There is nothing harmless about accessing someone else’s files.  It should never occur in the workplace, especially between members of the IT department.  Our jobs, out of necessity, give us access to things that other people on campus don’t have access to.  I have a master key that will let me in any room in any building on campus.  I also have rights to servers and desktop machines, for the purpose of fixing problems or providing training to our end users.  I take my job seriously, and I cannot imagine a time when it would be okay for me to access the files of our campus president, for example, or those of a faculty member.  There is just no rationale for me doing that, and further, my own personal ethics would stop me from doing so.  I equate snooping in someone’s computer the same as snooping through a purse or wallet or dresser drawers.  It just isn’t done.
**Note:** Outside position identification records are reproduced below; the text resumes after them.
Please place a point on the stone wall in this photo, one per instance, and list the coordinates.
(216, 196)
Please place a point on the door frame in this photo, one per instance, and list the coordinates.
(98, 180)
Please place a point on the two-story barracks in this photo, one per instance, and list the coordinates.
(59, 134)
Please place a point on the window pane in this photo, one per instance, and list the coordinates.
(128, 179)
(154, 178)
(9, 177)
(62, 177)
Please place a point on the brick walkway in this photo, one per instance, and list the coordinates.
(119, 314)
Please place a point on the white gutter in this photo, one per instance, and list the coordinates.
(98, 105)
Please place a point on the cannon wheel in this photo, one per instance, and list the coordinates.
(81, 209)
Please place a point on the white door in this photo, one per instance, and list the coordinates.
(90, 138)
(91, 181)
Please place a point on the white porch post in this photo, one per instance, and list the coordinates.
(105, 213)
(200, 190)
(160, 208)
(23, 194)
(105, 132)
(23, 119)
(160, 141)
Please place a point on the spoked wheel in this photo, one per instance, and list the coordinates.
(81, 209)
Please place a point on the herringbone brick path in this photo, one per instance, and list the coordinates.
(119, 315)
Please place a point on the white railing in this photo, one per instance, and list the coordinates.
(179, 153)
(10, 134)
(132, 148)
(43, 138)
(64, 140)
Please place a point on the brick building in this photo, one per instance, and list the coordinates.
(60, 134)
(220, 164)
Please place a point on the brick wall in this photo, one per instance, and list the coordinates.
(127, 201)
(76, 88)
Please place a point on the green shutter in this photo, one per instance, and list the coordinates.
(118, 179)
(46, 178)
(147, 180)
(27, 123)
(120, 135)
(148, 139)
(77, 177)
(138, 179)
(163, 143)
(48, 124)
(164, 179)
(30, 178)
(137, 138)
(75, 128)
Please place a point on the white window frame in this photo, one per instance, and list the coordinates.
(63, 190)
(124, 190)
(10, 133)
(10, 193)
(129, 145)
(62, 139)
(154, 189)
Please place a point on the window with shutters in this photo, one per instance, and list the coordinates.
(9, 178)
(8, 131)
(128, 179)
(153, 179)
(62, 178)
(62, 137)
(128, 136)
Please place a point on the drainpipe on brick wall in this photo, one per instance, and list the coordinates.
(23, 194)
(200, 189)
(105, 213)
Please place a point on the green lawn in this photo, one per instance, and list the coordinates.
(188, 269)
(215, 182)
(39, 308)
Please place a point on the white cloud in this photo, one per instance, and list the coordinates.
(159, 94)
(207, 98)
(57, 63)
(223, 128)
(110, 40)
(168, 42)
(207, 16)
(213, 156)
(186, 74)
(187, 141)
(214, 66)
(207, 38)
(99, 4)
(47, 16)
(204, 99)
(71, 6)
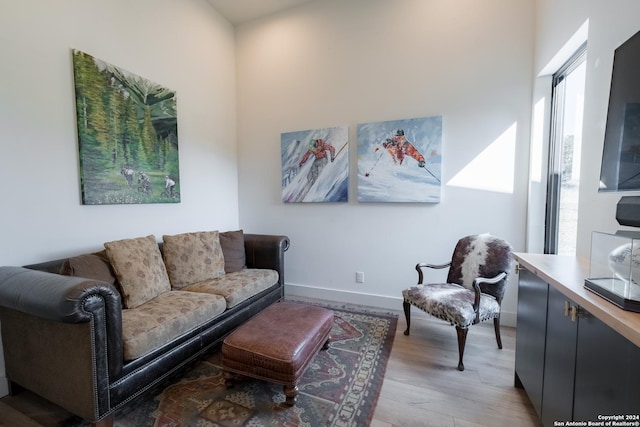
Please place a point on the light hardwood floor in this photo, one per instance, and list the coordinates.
(422, 386)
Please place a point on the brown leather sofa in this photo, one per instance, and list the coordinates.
(62, 335)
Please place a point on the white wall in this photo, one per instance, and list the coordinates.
(333, 62)
(183, 45)
(610, 24)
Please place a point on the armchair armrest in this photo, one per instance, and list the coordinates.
(422, 265)
(476, 288)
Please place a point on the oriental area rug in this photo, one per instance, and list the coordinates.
(339, 388)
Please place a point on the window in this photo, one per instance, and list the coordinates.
(567, 101)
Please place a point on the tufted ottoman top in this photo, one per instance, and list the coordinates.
(278, 343)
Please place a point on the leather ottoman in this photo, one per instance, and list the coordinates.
(277, 345)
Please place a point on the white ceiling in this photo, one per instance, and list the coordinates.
(241, 11)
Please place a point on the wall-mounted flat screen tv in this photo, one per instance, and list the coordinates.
(620, 170)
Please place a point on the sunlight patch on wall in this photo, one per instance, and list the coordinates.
(537, 141)
(494, 168)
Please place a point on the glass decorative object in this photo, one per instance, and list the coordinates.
(614, 270)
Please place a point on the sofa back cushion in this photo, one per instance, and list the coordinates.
(232, 243)
(92, 266)
(139, 268)
(192, 257)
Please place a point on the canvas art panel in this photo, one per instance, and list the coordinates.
(127, 135)
(315, 165)
(400, 160)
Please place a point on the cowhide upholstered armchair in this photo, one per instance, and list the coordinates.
(473, 293)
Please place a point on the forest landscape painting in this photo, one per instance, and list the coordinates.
(400, 160)
(315, 165)
(127, 135)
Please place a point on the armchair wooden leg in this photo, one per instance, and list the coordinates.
(462, 340)
(407, 314)
(496, 326)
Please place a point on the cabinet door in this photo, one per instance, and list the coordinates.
(560, 357)
(530, 335)
(605, 363)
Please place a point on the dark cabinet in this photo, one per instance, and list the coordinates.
(571, 364)
(560, 358)
(606, 372)
(530, 335)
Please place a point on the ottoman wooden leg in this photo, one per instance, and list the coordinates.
(291, 392)
(327, 344)
(228, 378)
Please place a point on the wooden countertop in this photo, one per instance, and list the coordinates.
(567, 274)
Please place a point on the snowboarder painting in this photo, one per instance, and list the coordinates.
(315, 165)
(400, 160)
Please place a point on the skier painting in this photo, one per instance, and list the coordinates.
(398, 147)
(318, 148)
(315, 165)
(399, 160)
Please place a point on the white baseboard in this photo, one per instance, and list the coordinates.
(4, 386)
(370, 300)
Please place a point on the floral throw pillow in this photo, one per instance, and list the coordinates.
(193, 257)
(138, 266)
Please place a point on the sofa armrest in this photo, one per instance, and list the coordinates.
(68, 300)
(54, 296)
(266, 251)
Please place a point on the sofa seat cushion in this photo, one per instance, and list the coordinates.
(164, 318)
(237, 287)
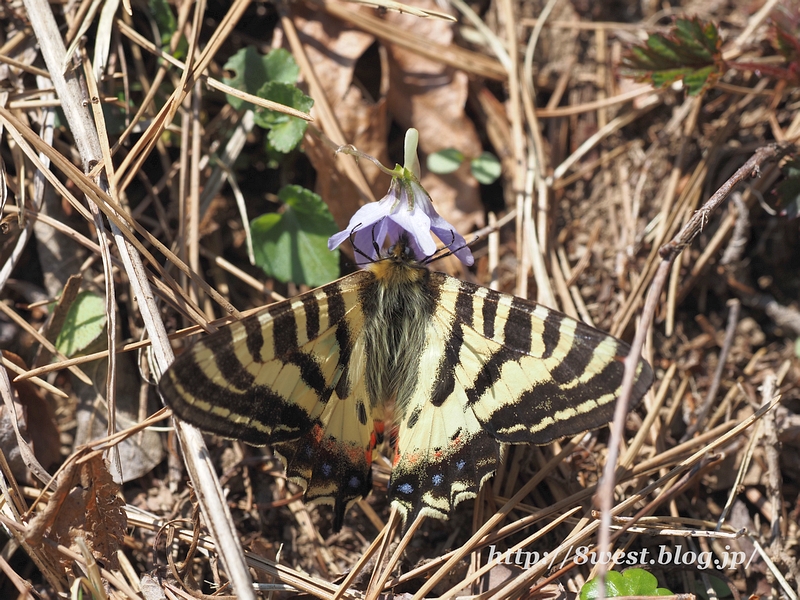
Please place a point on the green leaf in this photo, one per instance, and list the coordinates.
(280, 66)
(690, 52)
(252, 70)
(165, 20)
(445, 161)
(84, 323)
(486, 168)
(293, 245)
(789, 190)
(633, 582)
(285, 131)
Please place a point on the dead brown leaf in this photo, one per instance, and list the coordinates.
(85, 504)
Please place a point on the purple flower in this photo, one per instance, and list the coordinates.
(405, 211)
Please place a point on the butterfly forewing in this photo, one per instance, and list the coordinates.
(282, 377)
(459, 368)
(499, 369)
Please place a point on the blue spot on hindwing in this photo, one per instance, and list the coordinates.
(405, 488)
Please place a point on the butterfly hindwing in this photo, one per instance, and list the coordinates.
(283, 377)
(497, 368)
(458, 368)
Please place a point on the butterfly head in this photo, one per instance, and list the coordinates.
(399, 264)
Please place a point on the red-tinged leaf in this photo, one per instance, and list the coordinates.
(690, 52)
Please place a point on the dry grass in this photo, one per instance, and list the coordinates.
(612, 207)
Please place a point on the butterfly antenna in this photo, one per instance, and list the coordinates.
(358, 250)
(447, 251)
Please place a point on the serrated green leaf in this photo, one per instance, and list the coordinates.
(690, 52)
(789, 190)
(293, 245)
(84, 323)
(252, 71)
(445, 161)
(633, 582)
(285, 131)
(280, 66)
(486, 168)
(165, 20)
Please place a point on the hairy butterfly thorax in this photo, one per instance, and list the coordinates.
(459, 368)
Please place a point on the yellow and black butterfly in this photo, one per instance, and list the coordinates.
(454, 368)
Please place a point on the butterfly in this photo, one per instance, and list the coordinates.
(445, 370)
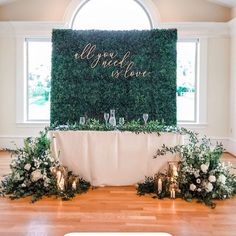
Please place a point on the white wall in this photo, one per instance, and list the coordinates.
(232, 114)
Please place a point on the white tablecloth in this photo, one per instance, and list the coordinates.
(111, 157)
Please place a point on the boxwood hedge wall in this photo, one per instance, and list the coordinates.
(133, 72)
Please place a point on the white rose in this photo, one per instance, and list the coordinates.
(204, 168)
(212, 178)
(192, 187)
(198, 181)
(209, 187)
(36, 175)
(222, 179)
(27, 166)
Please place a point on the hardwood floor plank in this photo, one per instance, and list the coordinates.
(114, 209)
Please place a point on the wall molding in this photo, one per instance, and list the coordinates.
(232, 26)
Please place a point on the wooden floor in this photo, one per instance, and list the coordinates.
(114, 209)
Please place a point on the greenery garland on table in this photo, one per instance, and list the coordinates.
(136, 126)
(32, 175)
(202, 175)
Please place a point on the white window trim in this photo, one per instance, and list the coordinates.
(196, 94)
(201, 86)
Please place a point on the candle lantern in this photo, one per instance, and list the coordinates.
(61, 174)
(73, 182)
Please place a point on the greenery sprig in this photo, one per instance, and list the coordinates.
(202, 175)
(133, 126)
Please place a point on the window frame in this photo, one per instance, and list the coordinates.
(27, 40)
(196, 94)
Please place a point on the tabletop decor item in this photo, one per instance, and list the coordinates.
(106, 117)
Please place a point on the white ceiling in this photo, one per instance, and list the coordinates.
(228, 3)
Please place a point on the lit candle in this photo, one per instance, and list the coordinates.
(74, 185)
(173, 193)
(175, 173)
(159, 185)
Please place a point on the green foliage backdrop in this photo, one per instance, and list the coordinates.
(78, 89)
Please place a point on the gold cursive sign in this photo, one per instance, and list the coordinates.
(122, 67)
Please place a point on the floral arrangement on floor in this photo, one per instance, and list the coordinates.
(33, 173)
(201, 174)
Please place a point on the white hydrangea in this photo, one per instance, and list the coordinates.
(36, 175)
(222, 179)
(27, 166)
(204, 168)
(209, 187)
(212, 178)
(192, 187)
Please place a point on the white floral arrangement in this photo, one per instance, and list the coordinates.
(202, 175)
(32, 175)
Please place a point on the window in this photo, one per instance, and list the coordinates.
(186, 80)
(38, 79)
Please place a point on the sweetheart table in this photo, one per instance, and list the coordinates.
(113, 158)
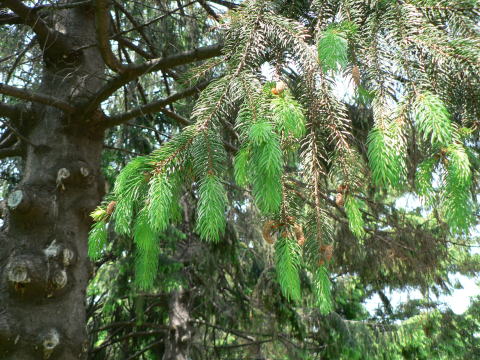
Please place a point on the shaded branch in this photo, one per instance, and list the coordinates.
(102, 21)
(139, 28)
(135, 71)
(54, 42)
(15, 150)
(36, 97)
(10, 111)
(154, 106)
(10, 19)
(209, 10)
(227, 4)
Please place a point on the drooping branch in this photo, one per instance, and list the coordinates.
(209, 10)
(227, 4)
(10, 111)
(139, 28)
(10, 19)
(135, 71)
(15, 150)
(154, 106)
(102, 21)
(54, 42)
(36, 97)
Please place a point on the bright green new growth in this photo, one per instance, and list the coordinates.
(433, 119)
(161, 197)
(385, 155)
(457, 204)
(288, 116)
(130, 188)
(97, 240)
(321, 287)
(355, 218)
(287, 260)
(266, 162)
(333, 46)
(424, 178)
(148, 250)
(211, 209)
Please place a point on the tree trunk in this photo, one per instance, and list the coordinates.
(177, 342)
(43, 258)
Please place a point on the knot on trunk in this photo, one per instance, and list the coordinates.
(18, 200)
(60, 253)
(74, 173)
(50, 341)
(26, 274)
(18, 272)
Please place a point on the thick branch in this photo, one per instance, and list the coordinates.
(139, 28)
(154, 106)
(209, 10)
(15, 150)
(10, 19)
(10, 111)
(227, 4)
(102, 21)
(135, 71)
(54, 42)
(36, 97)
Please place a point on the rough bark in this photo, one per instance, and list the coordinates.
(43, 262)
(177, 342)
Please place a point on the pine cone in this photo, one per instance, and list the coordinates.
(356, 75)
(339, 199)
(280, 86)
(297, 229)
(111, 207)
(267, 231)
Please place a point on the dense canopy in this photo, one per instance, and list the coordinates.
(268, 166)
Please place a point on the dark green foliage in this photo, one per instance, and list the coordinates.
(287, 260)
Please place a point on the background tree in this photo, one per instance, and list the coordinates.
(288, 161)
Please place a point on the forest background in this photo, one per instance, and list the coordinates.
(235, 180)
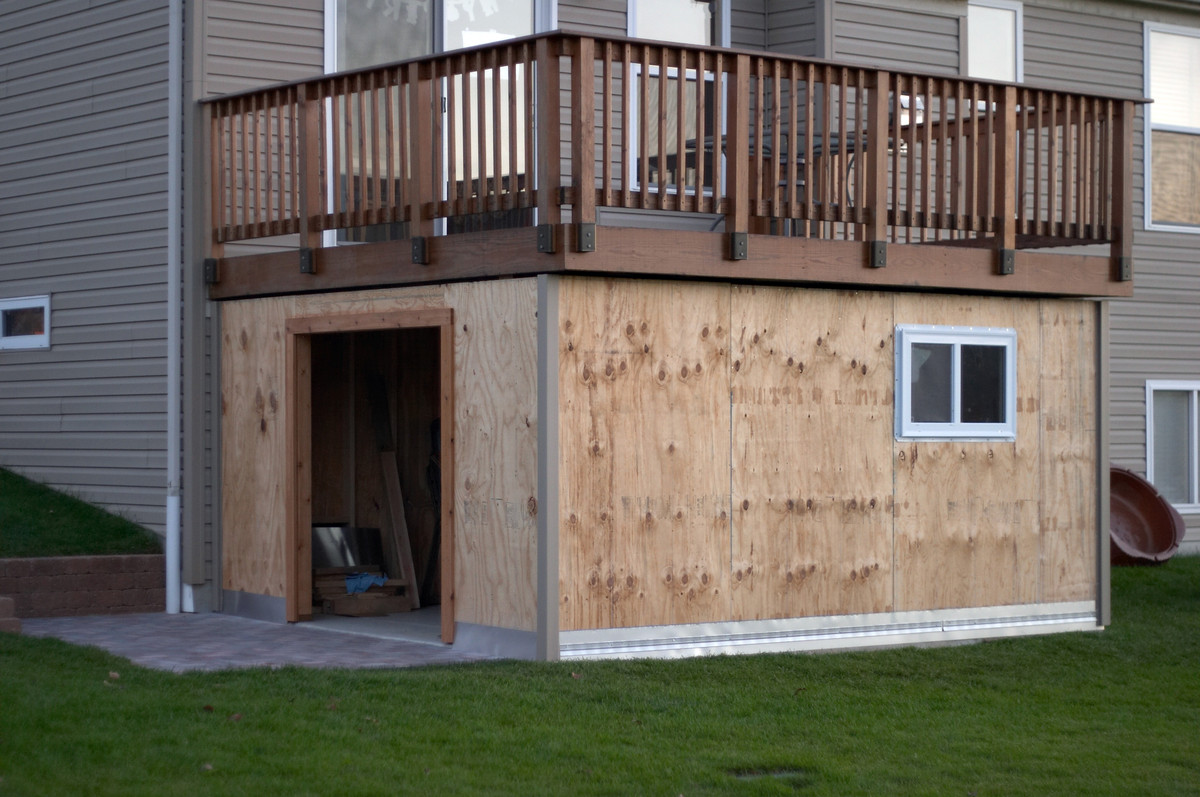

I have been told by our department manager that I need to lock my computer when I leave my office.  And yes, I know I can lock it and it is easy to do, even though I have to do it three times (three active computers on my desk).  But I don’t feel that I should have to do that.  I should be able to trust my coworkers, the people that sit in the same office with me, the people that I am entrusting work to and accepting work from.  These are people that, presumably, have the same “best interests” of the campus and the department in mind in everything they do.

Of course, presumption and assumption are one thing, and reality can be vastly different.  As a geek with a lot of technical power over users, it is a disappointing to think that our users may not be safe from the geeks tasked with keeping them up and running.  Very sad indeed.